A commitment to patient care and an emphasis on expanding community services are priorities the Columbia Valley community

A commitment to patient care and an emphasis on expanding community services are priorities the Columbia Valley community holds near its heart, something Chris Mazurkewick, Interior Health president and CEO, learned when he visited the Invermere and District Hospital on Tuesday, March 8th to gain a sense of the community’s needs.

He spent five and a half days touring health care facilities in Invermere, Revelstoke, Golden, Sparwood, Cranbrook and Creston between March 6th and 11th.

“We’re taking time to stop in each community to meet with local elected officials, physicians, local management, some staff, tour the facilities and have an opportunity to listen to them regarding what they wish to tell us and what they want to ask us,” Mazurkewick told The Echo. “It gives us a flavour because you can sit and read reports and have formal meetings, but you get a feel for the place when you’re actually there. You feel it, you see it and you do those lengthy drives through the mountain passes and the beautiful valley from Golden to here. It’s a great little drive.”

In the Columbia Valley, Mazurkewick spent 45 minutes meeting with physicians; 45 minutes with staff and administration; 20 minutes with local elected officials (District of Invermere mayor Gerry Taft, Village of Canal Flats mayor Ute Juras, Regional District of East Kootenay Area F Director Wendy Booth and Area G Director Gerry Wilkie); and completed tours of both the hospital as well as the public health unit.

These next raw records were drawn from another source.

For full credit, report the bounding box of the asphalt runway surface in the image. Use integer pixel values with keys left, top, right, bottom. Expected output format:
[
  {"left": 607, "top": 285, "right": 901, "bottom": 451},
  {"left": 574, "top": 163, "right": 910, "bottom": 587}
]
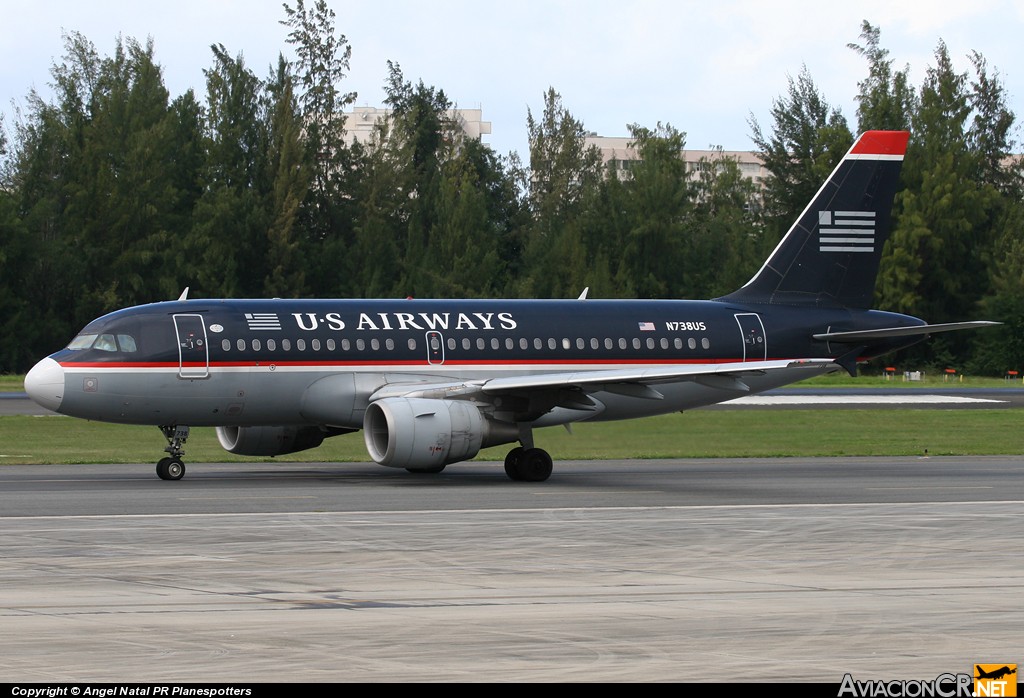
[{"left": 2, "top": 457, "right": 1022, "bottom": 682}]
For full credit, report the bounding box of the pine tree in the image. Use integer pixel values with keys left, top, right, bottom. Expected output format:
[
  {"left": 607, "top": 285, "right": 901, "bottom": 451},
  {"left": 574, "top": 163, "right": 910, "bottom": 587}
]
[{"left": 749, "top": 66, "right": 853, "bottom": 250}]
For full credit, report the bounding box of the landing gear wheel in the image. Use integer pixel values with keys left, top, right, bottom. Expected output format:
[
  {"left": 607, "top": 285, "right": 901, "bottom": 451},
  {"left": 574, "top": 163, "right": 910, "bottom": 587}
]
[
  {"left": 504, "top": 447, "right": 525, "bottom": 480},
  {"left": 157, "top": 425, "right": 190, "bottom": 480},
  {"left": 156, "top": 457, "right": 186, "bottom": 481},
  {"left": 406, "top": 465, "right": 446, "bottom": 474},
  {"left": 520, "top": 448, "right": 553, "bottom": 482}
]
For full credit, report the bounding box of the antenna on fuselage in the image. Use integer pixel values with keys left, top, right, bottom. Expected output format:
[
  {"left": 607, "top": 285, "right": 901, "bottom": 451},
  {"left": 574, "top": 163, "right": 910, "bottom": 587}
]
[
  {"left": 577, "top": 287, "right": 589, "bottom": 300},
  {"left": 177, "top": 287, "right": 190, "bottom": 301}
]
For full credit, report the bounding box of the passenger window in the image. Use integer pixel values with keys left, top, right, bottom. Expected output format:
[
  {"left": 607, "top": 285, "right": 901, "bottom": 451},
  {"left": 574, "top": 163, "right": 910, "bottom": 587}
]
[
  {"left": 327, "top": 339, "right": 336, "bottom": 351},
  {"left": 447, "top": 338, "right": 456, "bottom": 350},
  {"left": 462, "top": 338, "right": 471, "bottom": 350},
  {"left": 297, "top": 339, "right": 306, "bottom": 351},
  {"left": 618, "top": 338, "right": 627, "bottom": 350},
  {"left": 688, "top": 338, "right": 697, "bottom": 350},
  {"left": 605, "top": 338, "right": 613, "bottom": 350},
  {"left": 283, "top": 339, "right": 291, "bottom": 351},
  {"left": 237, "top": 339, "right": 245, "bottom": 351},
  {"left": 312, "top": 339, "right": 322, "bottom": 351},
  {"left": 520, "top": 338, "right": 529, "bottom": 350},
  {"left": 477, "top": 338, "right": 486, "bottom": 350},
  {"left": 674, "top": 338, "right": 682, "bottom": 349},
  {"left": 660, "top": 338, "right": 669, "bottom": 350},
  {"left": 222, "top": 339, "right": 230, "bottom": 351},
  {"left": 356, "top": 339, "right": 365, "bottom": 351},
  {"left": 408, "top": 338, "right": 417, "bottom": 350},
  {"left": 267, "top": 339, "right": 277, "bottom": 351},
  {"left": 370, "top": 338, "right": 379, "bottom": 351},
  {"left": 491, "top": 338, "right": 499, "bottom": 350},
  {"left": 646, "top": 338, "right": 655, "bottom": 350},
  {"left": 386, "top": 338, "right": 394, "bottom": 350},
  {"left": 252, "top": 339, "right": 261, "bottom": 351},
  {"left": 533, "top": 338, "right": 542, "bottom": 350},
  {"left": 590, "top": 338, "right": 599, "bottom": 350},
  {"left": 702, "top": 338, "right": 710, "bottom": 349},
  {"left": 548, "top": 338, "right": 556, "bottom": 350},
  {"left": 631, "top": 338, "right": 641, "bottom": 350},
  {"left": 506, "top": 338, "right": 514, "bottom": 350}
]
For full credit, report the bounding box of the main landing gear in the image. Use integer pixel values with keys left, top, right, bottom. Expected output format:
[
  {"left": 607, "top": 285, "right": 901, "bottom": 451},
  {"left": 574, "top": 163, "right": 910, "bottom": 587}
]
[
  {"left": 156, "top": 425, "right": 190, "bottom": 480},
  {"left": 503, "top": 446, "right": 553, "bottom": 482}
]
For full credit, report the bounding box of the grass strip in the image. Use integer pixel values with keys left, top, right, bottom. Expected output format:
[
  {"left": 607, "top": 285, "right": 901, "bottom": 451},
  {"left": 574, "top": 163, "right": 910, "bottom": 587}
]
[{"left": 2, "top": 409, "right": 1020, "bottom": 465}]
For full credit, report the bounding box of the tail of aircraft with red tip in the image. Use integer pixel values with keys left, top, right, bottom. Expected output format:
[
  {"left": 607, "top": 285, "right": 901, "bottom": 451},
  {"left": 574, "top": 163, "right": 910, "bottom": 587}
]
[{"left": 719, "top": 130, "right": 910, "bottom": 309}]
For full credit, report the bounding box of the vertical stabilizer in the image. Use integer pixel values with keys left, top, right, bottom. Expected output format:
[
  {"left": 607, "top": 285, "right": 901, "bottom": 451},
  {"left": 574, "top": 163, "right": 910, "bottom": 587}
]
[{"left": 719, "top": 130, "right": 909, "bottom": 309}]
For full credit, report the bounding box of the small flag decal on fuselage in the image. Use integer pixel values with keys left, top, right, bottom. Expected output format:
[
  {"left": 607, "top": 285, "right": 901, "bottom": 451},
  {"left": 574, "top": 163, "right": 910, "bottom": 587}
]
[
  {"left": 245, "top": 313, "right": 282, "bottom": 331},
  {"left": 638, "top": 322, "right": 655, "bottom": 331},
  {"left": 818, "top": 210, "right": 875, "bottom": 253}
]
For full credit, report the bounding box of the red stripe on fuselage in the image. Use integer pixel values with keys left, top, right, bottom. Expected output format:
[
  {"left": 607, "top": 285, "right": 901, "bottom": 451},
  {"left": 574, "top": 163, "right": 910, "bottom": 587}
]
[{"left": 57, "top": 357, "right": 769, "bottom": 369}]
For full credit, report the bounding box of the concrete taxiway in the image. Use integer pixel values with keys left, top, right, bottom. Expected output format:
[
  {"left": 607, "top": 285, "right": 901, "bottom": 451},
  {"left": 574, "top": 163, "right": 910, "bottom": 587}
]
[{"left": 1, "top": 457, "right": 1021, "bottom": 682}]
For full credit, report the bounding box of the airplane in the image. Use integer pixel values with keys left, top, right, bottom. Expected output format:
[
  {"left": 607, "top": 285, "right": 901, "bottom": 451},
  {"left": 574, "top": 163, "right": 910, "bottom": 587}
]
[
  {"left": 974, "top": 663, "right": 1015, "bottom": 679},
  {"left": 975, "top": 666, "right": 1016, "bottom": 681},
  {"left": 23, "top": 130, "right": 997, "bottom": 482}
]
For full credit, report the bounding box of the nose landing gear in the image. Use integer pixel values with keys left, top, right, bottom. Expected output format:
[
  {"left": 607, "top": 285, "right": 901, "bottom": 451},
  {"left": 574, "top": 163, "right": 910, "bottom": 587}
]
[{"left": 156, "top": 425, "right": 190, "bottom": 480}]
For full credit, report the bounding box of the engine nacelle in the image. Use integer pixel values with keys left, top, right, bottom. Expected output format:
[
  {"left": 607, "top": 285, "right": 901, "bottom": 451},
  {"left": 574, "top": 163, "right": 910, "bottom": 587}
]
[
  {"left": 363, "top": 398, "right": 518, "bottom": 469},
  {"left": 216, "top": 425, "right": 327, "bottom": 456}
]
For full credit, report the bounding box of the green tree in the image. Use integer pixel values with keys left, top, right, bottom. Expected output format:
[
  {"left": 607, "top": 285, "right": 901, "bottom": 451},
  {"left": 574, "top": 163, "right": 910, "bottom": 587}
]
[
  {"left": 613, "top": 123, "right": 691, "bottom": 298},
  {"left": 187, "top": 44, "right": 271, "bottom": 298},
  {"left": 0, "top": 121, "right": 41, "bottom": 370},
  {"left": 691, "top": 149, "right": 765, "bottom": 297},
  {"left": 264, "top": 56, "right": 311, "bottom": 297},
  {"left": 521, "top": 88, "right": 602, "bottom": 296},
  {"left": 749, "top": 66, "right": 853, "bottom": 249},
  {"left": 876, "top": 40, "right": 1008, "bottom": 370},
  {"left": 281, "top": 0, "right": 361, "bottom": 296},
  {"left": 281, "top": 0, "right": 355, "bottom": 204},
  {"left": 879, "top": 42, "right": 988, "bottom": 317},
  {"left": 848, "top": 21, "right": 917, "bottom": 132}
]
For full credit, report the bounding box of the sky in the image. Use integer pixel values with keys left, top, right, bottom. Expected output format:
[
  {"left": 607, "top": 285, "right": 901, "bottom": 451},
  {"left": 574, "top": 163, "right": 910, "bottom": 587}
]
[{"left": 2, "top": 0, "right": 1022, "bottom": 160}]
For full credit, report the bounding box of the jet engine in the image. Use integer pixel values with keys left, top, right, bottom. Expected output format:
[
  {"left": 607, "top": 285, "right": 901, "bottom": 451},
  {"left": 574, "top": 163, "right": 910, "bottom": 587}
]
[
  {"left": 216, "top": 425, "right": 328, "bottom": 456},
  {"left": 363, "top": 398, "right": 518, "bottom": 469}
]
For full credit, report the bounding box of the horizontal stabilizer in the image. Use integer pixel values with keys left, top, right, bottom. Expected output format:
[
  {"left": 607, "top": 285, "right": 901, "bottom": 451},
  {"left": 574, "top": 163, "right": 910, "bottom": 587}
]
[{"left": 813, "top": 321, "right": 1000, "bottom": 343}]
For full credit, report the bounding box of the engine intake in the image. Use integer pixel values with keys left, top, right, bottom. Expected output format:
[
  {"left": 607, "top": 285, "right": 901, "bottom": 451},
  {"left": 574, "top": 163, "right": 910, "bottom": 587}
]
[{"left": 363, "top": 398, "right": 517, "bottom": 469}]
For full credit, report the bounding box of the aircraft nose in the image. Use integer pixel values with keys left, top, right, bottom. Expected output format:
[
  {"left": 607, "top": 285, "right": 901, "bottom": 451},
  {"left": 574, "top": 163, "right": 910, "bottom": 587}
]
[{"left": 24, "top": 357, "right": 65, "bottom": 412}]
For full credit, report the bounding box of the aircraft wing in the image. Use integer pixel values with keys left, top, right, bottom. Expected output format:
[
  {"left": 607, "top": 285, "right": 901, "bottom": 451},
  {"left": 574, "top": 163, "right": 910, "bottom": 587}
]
[
  {"left": 478, "top": 359, "right": 834, "bottom": 396},
  {"left": 369, "top": 359, "right": 836, "bottom": 403}
]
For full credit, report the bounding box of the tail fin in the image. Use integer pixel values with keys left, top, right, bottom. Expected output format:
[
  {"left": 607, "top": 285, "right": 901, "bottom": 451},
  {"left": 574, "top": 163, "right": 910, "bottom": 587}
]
[{"left": 719, "top": 130, "right": 909, "bottom": 309}]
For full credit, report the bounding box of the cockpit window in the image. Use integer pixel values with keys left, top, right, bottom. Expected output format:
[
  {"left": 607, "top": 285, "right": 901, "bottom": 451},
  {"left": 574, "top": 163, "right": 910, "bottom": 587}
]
[
  {"left": 67, "top": 332, "right": 138, "bottom": 353},
  {"left": 94, "top": 334, "right": 117, "bottom": 351},
  {"left": 67, "top": 334, "right": 98, "bottom": 350}
]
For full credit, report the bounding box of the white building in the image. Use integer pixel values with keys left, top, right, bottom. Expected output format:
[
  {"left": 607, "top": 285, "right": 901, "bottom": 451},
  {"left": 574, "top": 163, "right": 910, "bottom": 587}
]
[
  {"left": 584, "top": 135, "right": 768, "bottom": 187},
  {"left": 343, "top": 106, "right": 492, "bottom": 146}
]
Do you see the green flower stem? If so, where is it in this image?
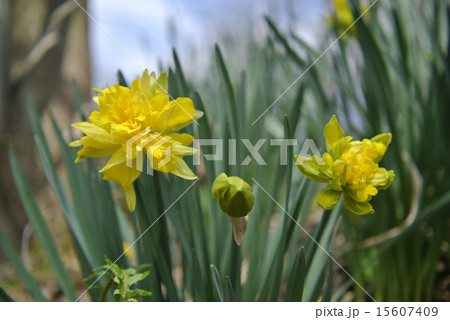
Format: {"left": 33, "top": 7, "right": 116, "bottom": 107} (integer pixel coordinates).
{"left": 99, "top": 278, "right": 114, "bottom": 302}
{"left": 230, "top": 236, "right": 241, "bottom": 296}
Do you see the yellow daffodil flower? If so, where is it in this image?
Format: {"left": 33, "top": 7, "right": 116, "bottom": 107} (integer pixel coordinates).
{"left": 327, "top": 0, "right": 367, "bottom": 38}
{"left": 70, "top": 70, "right": 203, "bottom": 211}
{"left": 295, "top": 115, "right": 394, "bottom": 215}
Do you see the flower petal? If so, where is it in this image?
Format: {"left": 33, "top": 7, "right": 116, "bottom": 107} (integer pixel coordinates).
{"left": 141, "top": 70, "right": 168, "bottom": 99}
{"left": 74, "top": 146, "right": 117, "bottom": 163}
{"left": 367, "top": 168, "right": 395, "bottom": 189}
{"left": 100, "top": 148, "right": 126, "bottom": 173}
{"left": 126, "top": 186, "right": 136, "bottom": 211}
{"left": 324, "top": 115, "right": 345, "bottom": 153}
{"left": 370, "top": 133, "right": 392, "bottom": 162}
{"left": 101, "top": 161, "right": 141, "bottom": 192}
{"left": 317, "top": 187, "right": 342, "bottom": 210}
{"left": 170, "top": 157, "right": 197, "bottom": 180}
{"left": 343, "top": 191, "right": 374, "bottom": 215}
{"left": 294, "top": 155, "right": 333, "bottom": 182}
{"left": 165, "top": 98, "right": 198, "bottom": 133}
{"left": 72, "top": 122, "right": 114, "bottom": 144}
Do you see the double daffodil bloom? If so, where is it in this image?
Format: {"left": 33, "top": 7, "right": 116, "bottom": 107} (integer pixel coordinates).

“I think the physician group was probably the best physician group in terms of who we met with because they were very clear and succinct about what they thought was working well and where they thought there were opportunities for improvement,” said Mazurkewick. “I think the management people were pretty much aligned with the physicians. You’ve got a beautiful facility here and we toured through the residential care and I think it’s a great residential care facility.”

He explained that hospital transfers were an example of what the physicians and management felt the Invermere and District Hospital could improve upon.

“They gave me three or four items to follow up with the ambulance service and talk with the ambulance service about how to support them,” said Mazurkewick, noting some of the surrounding areas need to be mindful about the time zones in the East Kootenay region and information about the air ambulance as opposed to the use of STARS.

“I think they were good requests and appropriate that I get involved to try to make their life easier. Whether I can or not remains to be seen.”

He was pleased to learn that the health care providers in the valley were happy about the First Nations clinic in the area.

“I took it as a very progressive group that is also a very co-operative group that IH can support,” he said. “We can assist them and they can assist us, and we can work collaboratively for the benefit of Invermere. I thought they were very thoughtful and balanced in their views, and I was impressed.”